Docstrings

mdbenito · mdbenito · commit bd87db724693 · 2023-02-20T21:10:03.000+01:00
diff --git a/src/pydvl/value/shapley/gt.py b/src/pydvl/value/shapley/gt.py
@@ -5,7 +5,7 @@
 computed with guarantees.
 
 .. warning::
-   This method is extremely inefficient. Potential improvements to the
+   This method is very inefficient. Potential improvements to the
    implementation notwithstanding, convergence seems to be very slow (in terms
    of evaluations of the utility required). We recommend other Monte Carlo
    methods instead.
@@ -43,6 +43,20 @@ def _constants(
     """A helper function returning the constants for the algorithm. Pretty ugly,
     yes.
 
+    :param n: The number of data points.
+    :param epsilon: The error tolerance.
+    :param delta: The confidence level.
+    :param utility_range: The range of the utility function.
+
+    :return: A namedtuple with the constants. The fields are the same as in the
+        paper:
+        - kk: the sample sizes (i.e. an array of 1, 2, ..., n - 1)
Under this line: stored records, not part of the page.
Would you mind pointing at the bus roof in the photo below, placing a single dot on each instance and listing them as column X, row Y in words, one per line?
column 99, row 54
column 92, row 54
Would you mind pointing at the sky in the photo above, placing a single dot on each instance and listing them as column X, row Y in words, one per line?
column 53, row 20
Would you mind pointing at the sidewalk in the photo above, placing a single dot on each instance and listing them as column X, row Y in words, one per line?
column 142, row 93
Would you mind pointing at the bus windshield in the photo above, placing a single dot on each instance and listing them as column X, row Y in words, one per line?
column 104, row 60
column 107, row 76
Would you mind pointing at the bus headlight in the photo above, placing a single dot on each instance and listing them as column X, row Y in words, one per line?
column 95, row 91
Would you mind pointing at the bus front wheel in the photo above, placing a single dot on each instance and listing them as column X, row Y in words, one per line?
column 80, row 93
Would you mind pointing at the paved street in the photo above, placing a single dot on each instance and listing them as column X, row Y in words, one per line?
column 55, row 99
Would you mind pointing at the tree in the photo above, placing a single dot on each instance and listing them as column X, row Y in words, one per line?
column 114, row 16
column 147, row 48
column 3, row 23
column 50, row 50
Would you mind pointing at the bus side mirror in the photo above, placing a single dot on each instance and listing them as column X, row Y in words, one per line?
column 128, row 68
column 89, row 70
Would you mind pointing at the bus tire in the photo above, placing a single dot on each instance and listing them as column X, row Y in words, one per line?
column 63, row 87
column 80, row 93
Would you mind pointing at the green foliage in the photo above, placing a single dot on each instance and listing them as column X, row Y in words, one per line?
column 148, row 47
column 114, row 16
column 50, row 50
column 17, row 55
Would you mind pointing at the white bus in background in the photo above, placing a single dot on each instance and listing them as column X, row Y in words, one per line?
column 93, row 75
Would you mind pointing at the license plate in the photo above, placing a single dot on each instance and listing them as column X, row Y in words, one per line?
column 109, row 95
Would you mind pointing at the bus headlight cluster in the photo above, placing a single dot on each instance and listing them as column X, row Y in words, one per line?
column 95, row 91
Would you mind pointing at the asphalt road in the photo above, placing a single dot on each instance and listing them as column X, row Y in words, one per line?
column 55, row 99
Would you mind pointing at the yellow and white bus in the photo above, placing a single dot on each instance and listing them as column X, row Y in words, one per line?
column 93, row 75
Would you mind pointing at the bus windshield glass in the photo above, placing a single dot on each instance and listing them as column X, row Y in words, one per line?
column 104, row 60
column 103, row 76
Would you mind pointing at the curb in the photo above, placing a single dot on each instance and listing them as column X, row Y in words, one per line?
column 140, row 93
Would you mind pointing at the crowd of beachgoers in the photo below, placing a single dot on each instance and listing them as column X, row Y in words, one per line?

+        - Z: the normalization constant
+        - q: the probability of drawing a sample of size k
+        - q_tot: another normalization constant
+        - T: the number of iterations. This will be -1 if the utility_range is
+            infinite. E.g. because the :class:`~pydvl.utils.score.Scorer` does
+            not define a range.
     """
     r = utility_range
 
@@ -86,7 +100,7 @@ def num_samples_eps_delta(
 
     :param eps: ε
     :param delta: δ
-    :param n: Number of samples
+    :param n: Number of data points
     :param utility_range: Range of the :class:`~pydvl.utils.utility.Utility`
         function
     :return: Number of samples from $2^{[n]}$ guaranteeing ε/√n-correct Shapley
@@ -110,8 +124,7 @@ def _group_testing_shapley(
     :param u: Utility object with model, data, and scoring function.
     :param n_samples: total number of samples (subsets) to use.
     :param progress: Whether to display progress bars for each job.
-    :param job_id: id to use for reporting progress (e.g. to place
-    progres bars)
+    :param job_id: id to use for reporting progress (e.g. to place progres bars)
     :return:
     """
     rng = np.random.default_rng()
@@ -144,8 +157,8 @@ def group_testing_shapley(
     in :footcite:t:`jia_efficient_2019`.
 
     .. warning::
-       This method is extremely inefficient. It requires several orders of
-       magnitude more evaluations of the utility than others in
+       This method is very inefficient. It requires several orders of magnitude
+       more evaluations of the utility than others in
        :mod:`~pydvl.value.shapley.montecarlo`. It also uses several intermediate
        objects like the results from the runners and the constraint matrices
        which can become rather large.
@@ -179,6 +192,7 @@ def group_testing_shapley(
     """
 
     n = len(u.data.indices)
+
     const = _constants(
         n=n,
         epsilon=epsilon,